Mes chers collègues, à écouter les débats en commission, un nombre important de députés tendent à oublier les enseignements de cette crise. Cette crise est loin d’être derrière nous. La reprise actuelle est d’autant plus fragile que l’Europe persévère dans la déflation salariale et que la Commission, mais aussi le président de l’Eurogroupe et le président de la Banque centrale européenne – que nous avons auditionné lundi – invitent les États membres à adopter prématurément des politiques de sortie assimilables à de véritables plans d’austérité.
Ces politiques risquent de tuer dans l’œuf la croissance, redevenue à peine positive, alors que les taux d’utilisation des capacités de production restent bas. Ces politiques échoueront en Grèce, en Espagne et ailleurs à réduire les déficits, car les rentrées fiscales escomptées feront défaut. Elles aggraveront le chômage et attiseront les tensions sociales.
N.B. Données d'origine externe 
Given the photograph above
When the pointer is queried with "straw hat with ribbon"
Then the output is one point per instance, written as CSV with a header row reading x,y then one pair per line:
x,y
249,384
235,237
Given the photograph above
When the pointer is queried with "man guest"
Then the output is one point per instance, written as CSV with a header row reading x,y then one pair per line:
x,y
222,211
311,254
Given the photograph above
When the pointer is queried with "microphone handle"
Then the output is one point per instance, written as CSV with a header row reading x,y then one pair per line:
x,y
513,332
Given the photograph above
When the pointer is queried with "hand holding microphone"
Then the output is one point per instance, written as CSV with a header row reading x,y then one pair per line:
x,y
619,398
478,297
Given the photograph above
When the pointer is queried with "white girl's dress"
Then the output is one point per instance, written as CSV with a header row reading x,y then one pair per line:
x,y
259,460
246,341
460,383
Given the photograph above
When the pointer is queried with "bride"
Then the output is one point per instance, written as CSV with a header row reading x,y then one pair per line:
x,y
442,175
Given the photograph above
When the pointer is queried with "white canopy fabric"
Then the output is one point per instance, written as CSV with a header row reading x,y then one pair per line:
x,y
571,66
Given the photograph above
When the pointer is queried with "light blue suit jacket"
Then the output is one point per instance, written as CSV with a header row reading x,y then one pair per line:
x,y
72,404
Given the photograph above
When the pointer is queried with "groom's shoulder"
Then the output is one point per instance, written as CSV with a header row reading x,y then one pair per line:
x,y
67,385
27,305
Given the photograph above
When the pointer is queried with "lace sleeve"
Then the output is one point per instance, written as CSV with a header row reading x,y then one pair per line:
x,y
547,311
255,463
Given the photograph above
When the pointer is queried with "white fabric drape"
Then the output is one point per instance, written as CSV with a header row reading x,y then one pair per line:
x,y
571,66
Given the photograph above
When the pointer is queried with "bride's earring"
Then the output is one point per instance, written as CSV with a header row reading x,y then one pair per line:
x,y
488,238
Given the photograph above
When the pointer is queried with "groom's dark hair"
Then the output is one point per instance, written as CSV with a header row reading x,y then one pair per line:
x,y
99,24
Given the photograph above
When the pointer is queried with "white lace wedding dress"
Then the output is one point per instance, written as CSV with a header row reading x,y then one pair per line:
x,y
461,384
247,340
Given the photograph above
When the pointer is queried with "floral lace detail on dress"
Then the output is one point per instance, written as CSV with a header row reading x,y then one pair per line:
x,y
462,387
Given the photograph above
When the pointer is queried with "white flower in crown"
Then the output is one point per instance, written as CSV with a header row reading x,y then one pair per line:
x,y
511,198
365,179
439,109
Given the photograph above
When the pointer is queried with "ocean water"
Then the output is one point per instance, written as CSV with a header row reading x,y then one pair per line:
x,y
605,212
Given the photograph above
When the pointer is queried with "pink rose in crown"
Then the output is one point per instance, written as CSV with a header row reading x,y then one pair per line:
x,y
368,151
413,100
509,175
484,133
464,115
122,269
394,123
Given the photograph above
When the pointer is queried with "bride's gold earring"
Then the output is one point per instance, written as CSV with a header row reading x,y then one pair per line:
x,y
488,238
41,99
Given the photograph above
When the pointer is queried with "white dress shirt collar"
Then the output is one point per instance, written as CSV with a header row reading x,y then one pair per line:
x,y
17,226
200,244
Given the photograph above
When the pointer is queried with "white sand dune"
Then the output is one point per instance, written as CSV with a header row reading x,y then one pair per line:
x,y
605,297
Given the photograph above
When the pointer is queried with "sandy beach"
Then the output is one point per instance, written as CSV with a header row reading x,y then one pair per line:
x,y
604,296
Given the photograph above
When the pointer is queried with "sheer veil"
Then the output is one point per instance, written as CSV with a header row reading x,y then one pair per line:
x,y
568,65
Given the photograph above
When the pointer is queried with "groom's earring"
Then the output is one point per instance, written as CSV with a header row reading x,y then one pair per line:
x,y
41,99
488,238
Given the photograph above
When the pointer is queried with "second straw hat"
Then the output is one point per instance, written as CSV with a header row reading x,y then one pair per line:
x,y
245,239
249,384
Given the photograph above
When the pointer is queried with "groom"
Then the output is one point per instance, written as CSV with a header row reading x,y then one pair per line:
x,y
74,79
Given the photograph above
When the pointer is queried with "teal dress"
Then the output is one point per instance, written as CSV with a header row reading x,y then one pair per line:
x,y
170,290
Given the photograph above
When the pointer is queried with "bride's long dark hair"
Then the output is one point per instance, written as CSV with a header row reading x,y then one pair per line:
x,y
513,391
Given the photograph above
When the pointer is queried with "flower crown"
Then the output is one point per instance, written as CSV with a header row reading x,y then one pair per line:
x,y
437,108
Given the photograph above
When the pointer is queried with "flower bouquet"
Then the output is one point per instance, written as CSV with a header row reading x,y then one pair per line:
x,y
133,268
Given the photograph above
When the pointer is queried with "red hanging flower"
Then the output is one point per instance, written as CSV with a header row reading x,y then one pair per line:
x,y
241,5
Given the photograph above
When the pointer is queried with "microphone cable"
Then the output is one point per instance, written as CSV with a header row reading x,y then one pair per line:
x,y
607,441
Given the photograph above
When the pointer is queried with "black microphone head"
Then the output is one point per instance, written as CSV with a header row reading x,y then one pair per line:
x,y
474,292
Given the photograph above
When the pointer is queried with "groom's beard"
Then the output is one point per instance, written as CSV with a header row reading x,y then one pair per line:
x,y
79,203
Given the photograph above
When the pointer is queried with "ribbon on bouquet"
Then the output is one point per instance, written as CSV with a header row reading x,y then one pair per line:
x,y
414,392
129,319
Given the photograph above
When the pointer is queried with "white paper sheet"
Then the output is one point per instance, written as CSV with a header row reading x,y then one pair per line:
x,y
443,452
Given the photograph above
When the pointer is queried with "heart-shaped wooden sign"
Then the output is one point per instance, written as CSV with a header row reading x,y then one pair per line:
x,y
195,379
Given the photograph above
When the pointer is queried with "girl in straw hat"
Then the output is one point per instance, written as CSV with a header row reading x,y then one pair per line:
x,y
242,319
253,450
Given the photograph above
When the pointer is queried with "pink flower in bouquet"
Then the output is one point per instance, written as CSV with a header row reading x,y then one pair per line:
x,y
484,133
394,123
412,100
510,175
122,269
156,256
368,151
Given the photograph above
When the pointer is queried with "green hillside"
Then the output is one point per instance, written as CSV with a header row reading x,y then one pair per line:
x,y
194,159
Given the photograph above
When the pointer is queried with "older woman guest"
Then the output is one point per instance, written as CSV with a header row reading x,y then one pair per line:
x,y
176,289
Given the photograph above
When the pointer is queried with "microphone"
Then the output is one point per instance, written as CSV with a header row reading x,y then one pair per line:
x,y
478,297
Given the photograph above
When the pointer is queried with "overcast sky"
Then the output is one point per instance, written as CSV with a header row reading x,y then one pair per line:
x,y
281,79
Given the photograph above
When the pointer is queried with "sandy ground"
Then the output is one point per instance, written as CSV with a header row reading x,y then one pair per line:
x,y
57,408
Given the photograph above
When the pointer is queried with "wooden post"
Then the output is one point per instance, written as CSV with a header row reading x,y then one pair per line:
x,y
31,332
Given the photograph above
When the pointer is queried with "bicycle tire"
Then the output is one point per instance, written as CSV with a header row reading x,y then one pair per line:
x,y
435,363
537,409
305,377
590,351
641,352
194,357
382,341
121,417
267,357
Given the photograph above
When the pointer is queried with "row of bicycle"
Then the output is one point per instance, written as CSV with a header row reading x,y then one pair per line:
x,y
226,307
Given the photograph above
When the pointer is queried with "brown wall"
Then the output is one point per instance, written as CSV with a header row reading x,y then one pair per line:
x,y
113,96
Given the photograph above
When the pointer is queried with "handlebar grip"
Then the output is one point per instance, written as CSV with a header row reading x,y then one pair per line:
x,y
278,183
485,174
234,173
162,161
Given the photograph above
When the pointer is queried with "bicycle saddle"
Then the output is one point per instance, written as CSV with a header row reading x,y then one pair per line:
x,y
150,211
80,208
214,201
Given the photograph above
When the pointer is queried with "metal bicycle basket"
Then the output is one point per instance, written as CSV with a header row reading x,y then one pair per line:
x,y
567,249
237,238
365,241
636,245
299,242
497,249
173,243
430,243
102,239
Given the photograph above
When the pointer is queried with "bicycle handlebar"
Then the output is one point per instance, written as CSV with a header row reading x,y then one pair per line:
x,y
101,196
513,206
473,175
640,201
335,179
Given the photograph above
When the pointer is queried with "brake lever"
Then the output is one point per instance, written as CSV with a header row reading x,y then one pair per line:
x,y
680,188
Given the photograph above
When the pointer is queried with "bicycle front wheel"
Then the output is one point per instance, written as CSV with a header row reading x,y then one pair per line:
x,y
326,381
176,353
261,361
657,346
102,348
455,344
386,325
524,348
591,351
Le rapport Giegold a le mérite d’attirer l’attention sur certains de ces déséquilibres macroéconomiques. La version finale, amendée par le PPE et les libéraux, refuse malheureusement de condamner la déflation salariale. Mais dans l’ensemble, le débat ouvert par Sven Giegold peut être salutaire à l’heure où les dogmes néolibéraux mis en doute par la crise reviennent en force dans cet hémicycle, au Conseil et à la Commission.